Grammar, hate it though some of us may, is one of the most visible things about your writing. Whether you’re a professional writer or a student looking to get good grades on papers, grammar can make and break others’ perception of your writing. Think about it: how many times have you seen misplaced apostrophes or run-on sentences? Does it make you think just a little bit less of the writer? Grammar is so easy to do well and can be a joy in and of itself when done right. Here are a couple easy tips on using correct grammar to enhance your writing.
1. Don’t write like you talk.
This is a natural tendency for many people. In many ways, it just makes sense. But beware! This will lead you down Deep Dark Paths of Unrighteousness. When we talk, we tend to use run-on sentences, adding clauses here and there and every which way. This is fine for oral communication, but looks sloppy on paper. Try to separate your thoughts into distinct sentences. To start with, put each thought down and end it firmly with a period. When you’ve established that habit, start stringing together thoughts with words like ‘and’, ‘but’, or ‘or’. Although you can put many thoughts in one sentence, it’s easier to write and to read if you keep your sentences clean and concise.
2. When it comes to words, less is more.
We’ve all read it: the writer who refuses to step away from the thesaurus. Boring, isn’t it? We don’t need to be told that the grass is lush, green, verdant, emeraldine, and so on and so forth. The grass is green. Trust in the imagination of your readers; it’s better to err on the side of caution with things like this. Clarity and austerity are always better than messiness. If you find yourself reaching for synonyms to tack on the end of your descriptions, stop. You’ll thank yourself for it later.
3. Engage your memory.
Try some simple memory devices to reduce your mistakes. There are a lot of things that are quite easy to mix up. The difference between the words ‘their’, ‘there’, and ‘they’re’ is commonly forgotten. Try to formulate simple phrases that will help you remember the difference between them. Make sure to use things that are important to you! You’ll remember them better that way. Here’s something I use – “Did you get the invitation to their party? Yes, they’re quite nice. I’d like to go, but I don’t know how to get there.” By associating these words with phrases you say every day, you can more easily see the fine distinctions between them.

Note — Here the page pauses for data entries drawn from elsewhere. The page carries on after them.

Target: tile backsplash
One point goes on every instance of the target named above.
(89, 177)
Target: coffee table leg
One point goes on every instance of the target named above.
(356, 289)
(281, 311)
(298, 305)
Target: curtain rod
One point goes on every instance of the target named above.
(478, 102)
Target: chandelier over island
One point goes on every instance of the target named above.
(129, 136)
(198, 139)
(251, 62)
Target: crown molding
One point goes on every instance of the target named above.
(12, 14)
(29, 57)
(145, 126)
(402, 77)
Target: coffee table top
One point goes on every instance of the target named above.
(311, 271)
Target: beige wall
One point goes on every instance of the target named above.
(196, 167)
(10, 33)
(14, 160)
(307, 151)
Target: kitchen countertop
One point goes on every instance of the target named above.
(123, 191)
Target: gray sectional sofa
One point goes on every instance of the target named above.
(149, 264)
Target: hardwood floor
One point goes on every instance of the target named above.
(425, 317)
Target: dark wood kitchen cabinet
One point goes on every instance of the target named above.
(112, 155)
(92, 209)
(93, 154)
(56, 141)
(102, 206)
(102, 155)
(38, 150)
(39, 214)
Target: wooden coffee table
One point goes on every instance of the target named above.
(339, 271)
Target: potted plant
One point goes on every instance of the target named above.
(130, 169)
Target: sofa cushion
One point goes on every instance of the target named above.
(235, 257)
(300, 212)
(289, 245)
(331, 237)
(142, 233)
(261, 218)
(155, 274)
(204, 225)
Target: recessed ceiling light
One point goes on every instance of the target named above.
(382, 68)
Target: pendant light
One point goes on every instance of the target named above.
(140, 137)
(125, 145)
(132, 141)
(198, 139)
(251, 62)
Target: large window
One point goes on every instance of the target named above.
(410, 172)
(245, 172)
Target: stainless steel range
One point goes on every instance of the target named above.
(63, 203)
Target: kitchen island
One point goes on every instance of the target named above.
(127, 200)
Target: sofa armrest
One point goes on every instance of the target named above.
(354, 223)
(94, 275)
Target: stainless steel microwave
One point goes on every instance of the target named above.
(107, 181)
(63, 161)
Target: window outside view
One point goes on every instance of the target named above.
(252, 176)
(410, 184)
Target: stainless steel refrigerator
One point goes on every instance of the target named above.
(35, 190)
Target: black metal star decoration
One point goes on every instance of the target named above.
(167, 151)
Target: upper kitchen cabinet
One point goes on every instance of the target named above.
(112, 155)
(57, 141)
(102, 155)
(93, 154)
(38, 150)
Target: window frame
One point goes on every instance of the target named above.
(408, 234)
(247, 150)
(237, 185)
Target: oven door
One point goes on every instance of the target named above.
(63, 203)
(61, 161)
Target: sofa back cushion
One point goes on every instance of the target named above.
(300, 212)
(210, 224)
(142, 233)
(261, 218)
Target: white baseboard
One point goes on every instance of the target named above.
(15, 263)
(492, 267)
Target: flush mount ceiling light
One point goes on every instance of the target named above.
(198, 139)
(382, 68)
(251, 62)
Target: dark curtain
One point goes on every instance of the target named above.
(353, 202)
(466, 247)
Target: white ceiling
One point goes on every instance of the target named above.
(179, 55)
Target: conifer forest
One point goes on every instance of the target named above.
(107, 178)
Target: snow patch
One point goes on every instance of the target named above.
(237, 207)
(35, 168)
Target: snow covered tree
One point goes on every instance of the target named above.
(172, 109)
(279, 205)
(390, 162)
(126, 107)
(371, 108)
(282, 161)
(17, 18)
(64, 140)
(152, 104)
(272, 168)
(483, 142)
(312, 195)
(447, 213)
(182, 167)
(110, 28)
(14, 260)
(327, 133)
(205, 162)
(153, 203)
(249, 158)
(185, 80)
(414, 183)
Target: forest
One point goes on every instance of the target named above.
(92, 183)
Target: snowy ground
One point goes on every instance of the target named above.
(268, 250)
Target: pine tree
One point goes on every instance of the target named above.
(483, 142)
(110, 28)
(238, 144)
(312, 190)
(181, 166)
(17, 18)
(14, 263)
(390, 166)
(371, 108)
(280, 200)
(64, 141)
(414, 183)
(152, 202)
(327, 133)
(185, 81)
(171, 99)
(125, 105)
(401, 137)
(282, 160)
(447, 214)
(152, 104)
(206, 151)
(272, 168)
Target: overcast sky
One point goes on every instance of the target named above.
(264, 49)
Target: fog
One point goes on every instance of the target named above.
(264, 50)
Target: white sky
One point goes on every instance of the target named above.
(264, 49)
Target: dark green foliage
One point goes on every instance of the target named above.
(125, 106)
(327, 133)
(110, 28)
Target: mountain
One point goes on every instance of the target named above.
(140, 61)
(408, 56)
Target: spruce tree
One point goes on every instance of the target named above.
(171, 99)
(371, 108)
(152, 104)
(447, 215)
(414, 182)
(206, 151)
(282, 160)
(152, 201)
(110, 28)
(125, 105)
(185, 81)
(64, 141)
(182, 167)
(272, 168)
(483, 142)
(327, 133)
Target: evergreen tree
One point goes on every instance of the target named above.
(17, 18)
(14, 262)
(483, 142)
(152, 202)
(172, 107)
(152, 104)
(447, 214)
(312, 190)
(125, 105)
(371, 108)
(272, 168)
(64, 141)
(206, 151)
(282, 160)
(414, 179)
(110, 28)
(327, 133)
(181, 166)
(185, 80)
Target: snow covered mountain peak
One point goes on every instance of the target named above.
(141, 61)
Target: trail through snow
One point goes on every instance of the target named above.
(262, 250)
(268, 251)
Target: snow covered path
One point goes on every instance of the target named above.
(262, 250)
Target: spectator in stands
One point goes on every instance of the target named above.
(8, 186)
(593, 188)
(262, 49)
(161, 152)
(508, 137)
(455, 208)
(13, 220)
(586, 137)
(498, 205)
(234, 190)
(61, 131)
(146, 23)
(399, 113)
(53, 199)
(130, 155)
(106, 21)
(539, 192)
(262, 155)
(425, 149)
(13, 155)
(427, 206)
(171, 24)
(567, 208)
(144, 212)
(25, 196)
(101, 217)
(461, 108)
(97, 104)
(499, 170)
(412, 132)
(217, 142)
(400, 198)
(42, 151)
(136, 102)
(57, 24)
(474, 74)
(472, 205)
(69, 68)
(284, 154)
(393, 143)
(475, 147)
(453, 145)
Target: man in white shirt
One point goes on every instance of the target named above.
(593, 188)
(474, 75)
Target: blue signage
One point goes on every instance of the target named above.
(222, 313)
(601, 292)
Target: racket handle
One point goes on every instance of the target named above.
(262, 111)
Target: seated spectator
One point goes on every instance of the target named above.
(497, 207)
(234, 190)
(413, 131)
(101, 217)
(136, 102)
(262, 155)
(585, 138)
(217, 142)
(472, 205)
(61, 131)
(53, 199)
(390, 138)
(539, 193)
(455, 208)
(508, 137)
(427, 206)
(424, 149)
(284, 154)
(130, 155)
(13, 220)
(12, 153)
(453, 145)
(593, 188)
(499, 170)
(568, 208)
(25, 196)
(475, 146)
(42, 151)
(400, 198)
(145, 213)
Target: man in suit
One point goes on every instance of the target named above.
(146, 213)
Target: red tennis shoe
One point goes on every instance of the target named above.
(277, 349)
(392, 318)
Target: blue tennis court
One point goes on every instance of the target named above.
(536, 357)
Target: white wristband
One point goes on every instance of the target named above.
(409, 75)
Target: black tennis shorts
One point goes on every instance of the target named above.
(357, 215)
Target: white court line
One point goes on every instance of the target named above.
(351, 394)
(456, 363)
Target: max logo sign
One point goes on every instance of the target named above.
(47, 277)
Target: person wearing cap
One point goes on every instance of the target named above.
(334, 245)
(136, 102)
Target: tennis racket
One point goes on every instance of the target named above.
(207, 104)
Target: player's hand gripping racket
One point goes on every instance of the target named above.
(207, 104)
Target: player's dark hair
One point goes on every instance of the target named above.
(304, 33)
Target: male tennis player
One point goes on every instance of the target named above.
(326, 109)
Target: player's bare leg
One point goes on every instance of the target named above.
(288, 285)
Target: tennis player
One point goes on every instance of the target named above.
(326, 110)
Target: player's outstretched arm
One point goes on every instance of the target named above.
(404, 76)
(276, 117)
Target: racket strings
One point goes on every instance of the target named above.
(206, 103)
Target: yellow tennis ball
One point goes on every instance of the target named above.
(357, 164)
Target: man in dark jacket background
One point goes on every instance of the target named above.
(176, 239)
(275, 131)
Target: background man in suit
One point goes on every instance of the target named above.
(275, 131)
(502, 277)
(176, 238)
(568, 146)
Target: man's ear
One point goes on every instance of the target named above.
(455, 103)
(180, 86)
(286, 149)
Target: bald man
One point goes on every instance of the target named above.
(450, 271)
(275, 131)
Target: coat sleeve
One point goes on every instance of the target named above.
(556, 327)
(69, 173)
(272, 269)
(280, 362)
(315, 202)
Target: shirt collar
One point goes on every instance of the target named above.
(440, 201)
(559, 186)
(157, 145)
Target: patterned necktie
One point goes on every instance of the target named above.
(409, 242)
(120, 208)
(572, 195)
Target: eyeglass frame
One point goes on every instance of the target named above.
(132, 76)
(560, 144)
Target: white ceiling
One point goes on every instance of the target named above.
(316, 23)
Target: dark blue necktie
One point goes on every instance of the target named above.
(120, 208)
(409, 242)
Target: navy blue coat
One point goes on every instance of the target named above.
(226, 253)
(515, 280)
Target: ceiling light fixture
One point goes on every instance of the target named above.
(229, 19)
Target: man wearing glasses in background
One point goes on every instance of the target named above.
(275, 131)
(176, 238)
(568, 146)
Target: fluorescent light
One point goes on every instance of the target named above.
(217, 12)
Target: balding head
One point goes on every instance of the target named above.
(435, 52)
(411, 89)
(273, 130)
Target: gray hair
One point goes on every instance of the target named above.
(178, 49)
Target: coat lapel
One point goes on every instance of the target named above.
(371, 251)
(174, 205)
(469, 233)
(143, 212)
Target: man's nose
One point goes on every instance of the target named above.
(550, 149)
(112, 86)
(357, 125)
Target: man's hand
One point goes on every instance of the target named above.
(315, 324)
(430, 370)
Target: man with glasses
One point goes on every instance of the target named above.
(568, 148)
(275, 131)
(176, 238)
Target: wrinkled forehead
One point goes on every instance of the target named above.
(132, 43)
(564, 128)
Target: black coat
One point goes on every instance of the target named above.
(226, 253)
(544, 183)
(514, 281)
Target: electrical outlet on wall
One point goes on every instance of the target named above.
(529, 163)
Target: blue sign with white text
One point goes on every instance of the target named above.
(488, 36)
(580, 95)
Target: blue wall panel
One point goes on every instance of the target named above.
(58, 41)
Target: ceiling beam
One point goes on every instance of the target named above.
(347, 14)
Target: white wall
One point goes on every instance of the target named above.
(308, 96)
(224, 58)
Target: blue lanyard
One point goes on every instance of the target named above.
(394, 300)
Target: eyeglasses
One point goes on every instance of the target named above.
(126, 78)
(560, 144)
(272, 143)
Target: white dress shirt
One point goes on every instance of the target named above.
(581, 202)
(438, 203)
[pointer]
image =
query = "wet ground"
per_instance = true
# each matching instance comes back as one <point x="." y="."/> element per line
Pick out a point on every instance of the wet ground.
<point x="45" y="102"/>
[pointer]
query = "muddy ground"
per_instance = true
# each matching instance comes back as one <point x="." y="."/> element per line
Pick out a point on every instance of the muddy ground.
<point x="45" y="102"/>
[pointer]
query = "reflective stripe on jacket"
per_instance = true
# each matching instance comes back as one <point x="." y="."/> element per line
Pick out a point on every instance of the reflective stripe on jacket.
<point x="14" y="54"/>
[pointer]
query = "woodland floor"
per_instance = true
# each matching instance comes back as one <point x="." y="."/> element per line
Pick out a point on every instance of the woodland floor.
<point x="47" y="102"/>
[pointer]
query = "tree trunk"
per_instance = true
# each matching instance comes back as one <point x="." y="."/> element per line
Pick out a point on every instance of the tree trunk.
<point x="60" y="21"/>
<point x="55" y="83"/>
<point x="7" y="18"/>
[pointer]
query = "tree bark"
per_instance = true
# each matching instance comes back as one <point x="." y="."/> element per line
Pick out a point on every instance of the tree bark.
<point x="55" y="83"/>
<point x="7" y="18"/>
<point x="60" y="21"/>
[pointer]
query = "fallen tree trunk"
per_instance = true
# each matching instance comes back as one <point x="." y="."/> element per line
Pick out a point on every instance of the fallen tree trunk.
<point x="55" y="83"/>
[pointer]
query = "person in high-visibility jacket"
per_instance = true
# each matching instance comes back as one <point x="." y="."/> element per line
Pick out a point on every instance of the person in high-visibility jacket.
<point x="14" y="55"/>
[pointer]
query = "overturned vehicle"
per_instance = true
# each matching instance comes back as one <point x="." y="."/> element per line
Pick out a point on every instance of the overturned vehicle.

Grammar is easier than you think. We read and write so much every day that many of the rules of grammar are subconsciously embedded in you. If it sounds right and looks right, it probably is right. Keep it simple – your words and ideas should be what shine, not your apostrophes and parentheses. If you don’t know how to use, say, a semicolon, then don’t. Your writing won’t suffer for it, you’ll be more comfortable, and your pristine grammar will impress your readers. You’ll seem smarter and more polished, and that’s a win no matter how you phrase it. Good luck!